Last update:

   09-Oct-2018
 

Arch Hellen Med, 35(5), September-October 2018, 680-685

SPECIAL ARTICLE

Medicinal drugs, lost in translation

F. Tzavella
Laboratory of Integrated Health Care, Nursing Department, University of Peloponnese, Sparta, Greece

In 1954 the Nobel Laureate economist Paul Samuelson formulated the theory of classifying as "public", "a good, if its consumption by one person does not lead to a restriction of consumption by any other person". Today, the area of health care and of pharmaceutical treatment in particular, should be included in the "private goods provided by the state". At the core of the distribution of medications there is inherent competition for their use and exclusion, showing that the supply of a commodity in the public domain does not automatically make it a "public good". The difficulty of access to pharmaceutical treatment was shown to be even more acute when someone attempted to investigate the situation of the innovative, high-cost pharmaceuticals. Over the decade that is required, on average, for a pharmaceutical substance to reach the market as an innovative medicinal product, the cost reaches from the zero level to $ 800. In Greece, according to the IMS, the average time for approving an innovative medicinal product is 21.3 months, when in the United States of America (USA) the relevant time is 1.9 months and in Germany 3.5 months. Although health remains a constitutional right of the "bourgeois democracy", which should ensure the access of every person to pharmaceutical treatment and innovative pharmaceuticals, respecting fully the principles of the Human Rights Council, the prospect for common European drug strategies and policies in recent years has not been so auspicious.

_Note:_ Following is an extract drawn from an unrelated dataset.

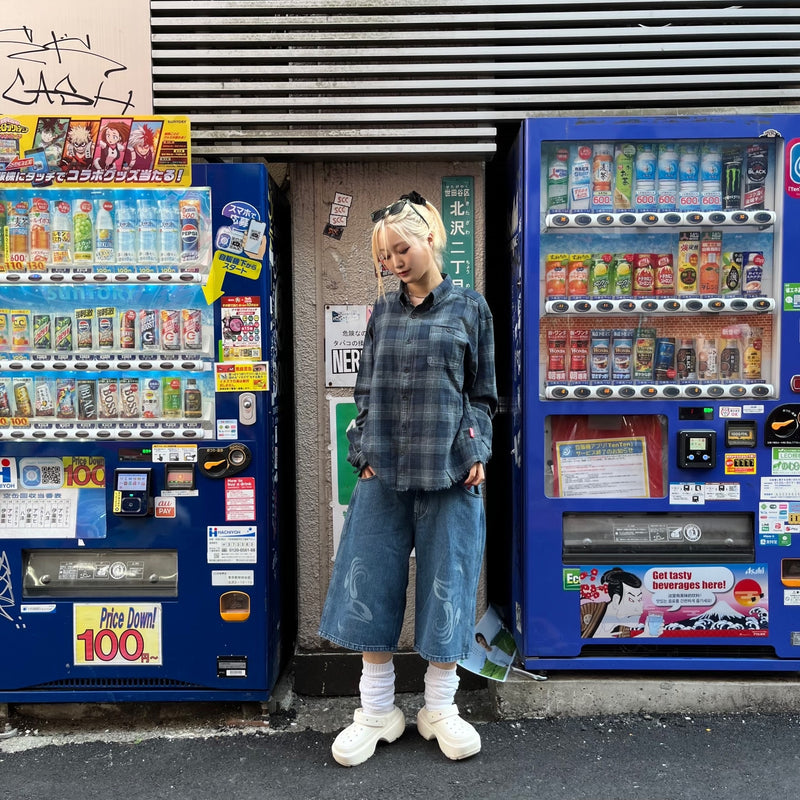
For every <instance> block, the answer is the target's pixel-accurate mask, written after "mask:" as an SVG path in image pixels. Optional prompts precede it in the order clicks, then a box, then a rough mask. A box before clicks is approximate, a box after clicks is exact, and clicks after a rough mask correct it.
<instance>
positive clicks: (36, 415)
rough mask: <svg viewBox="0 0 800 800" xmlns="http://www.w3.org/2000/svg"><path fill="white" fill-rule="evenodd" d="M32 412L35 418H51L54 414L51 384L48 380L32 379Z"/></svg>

The dream of medicinal products as a social good has been "lost in translation" and innovative pharmaceuticals now appear to be becoming a private good, still offered by the state, but with a slippery slope towards the category of limited accessibility private goods. Maybe the medicinal drugs will become in the near future expensive "brand names".

Key words: Common good, Drug, Innovative drug, Public good, Social policy.